Gastroserica nitidipyga

Scientific classification
- Kingdom: Animalia
- Phylum: Arthropoda
- Class: Insecta
- Order: Coleoptera
- Suborder: Polyphaga
- Infraorder: Scarabaeiformia
- Family: Scarabaeidae
- Genus: Gastroserica
- Species: G. nitidipyga
- Binomial name: Gastroserica nitidipyga (Nomura, 1974)
- Synonyms: Microserica nitidipyga Nomura, 1974 ; Gastroserica formosana Kobayashi, 1991 ;

= Gastroserica nitidipyga =

- Genus: Gastroserica
- Species: nitidipyga
- Authority: (Nomura, 1974)

Species of beetle

Gastroserica nitidipyga is a species of beetle of the family Scarabaeidae. It is found in China (Fujian, Guangxi) and Taiwan.

==Description==
Adults reach a length of about 6-6.3 mm. They have an oval and compact body.
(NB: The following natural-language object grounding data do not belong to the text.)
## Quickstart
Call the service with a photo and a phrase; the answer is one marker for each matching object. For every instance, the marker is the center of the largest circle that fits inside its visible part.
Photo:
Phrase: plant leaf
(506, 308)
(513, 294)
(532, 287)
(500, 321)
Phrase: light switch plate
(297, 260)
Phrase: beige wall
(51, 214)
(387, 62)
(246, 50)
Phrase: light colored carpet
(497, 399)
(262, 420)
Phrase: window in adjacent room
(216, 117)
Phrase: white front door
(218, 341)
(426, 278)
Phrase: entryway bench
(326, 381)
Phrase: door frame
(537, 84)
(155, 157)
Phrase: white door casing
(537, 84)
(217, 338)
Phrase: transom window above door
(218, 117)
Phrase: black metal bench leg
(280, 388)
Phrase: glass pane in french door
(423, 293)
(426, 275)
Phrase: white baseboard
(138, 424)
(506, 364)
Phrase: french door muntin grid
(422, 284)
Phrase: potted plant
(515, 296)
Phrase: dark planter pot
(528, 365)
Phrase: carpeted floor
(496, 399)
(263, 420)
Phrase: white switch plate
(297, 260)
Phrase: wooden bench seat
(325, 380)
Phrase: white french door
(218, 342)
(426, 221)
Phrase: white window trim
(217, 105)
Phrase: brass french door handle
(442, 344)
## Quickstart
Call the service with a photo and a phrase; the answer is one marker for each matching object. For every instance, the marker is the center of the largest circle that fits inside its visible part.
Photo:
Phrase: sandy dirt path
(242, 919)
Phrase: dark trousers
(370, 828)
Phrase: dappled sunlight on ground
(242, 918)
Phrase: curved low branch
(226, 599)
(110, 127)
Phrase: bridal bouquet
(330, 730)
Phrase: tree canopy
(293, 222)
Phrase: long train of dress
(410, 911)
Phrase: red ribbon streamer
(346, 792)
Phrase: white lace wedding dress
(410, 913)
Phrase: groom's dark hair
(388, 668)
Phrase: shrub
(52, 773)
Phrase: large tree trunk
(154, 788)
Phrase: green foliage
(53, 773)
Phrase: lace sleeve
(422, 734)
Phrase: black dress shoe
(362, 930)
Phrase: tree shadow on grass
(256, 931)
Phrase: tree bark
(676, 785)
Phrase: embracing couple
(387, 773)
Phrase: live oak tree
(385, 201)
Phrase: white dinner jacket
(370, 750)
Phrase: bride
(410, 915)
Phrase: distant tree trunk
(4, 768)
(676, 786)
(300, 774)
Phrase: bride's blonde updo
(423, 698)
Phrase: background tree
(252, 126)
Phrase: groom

The ventral surface and sides of the pygidium are blackish brown to black, while the antennal club, head and the middle of the pronotum are black and the legs, antennal footstalk and margins of the pronotum are yellowish brown to reddish brown. The elytra are yellowish brown to reddish brown, with an odd number of intervals blackish brown to black. The surface of the body is dully lustrous.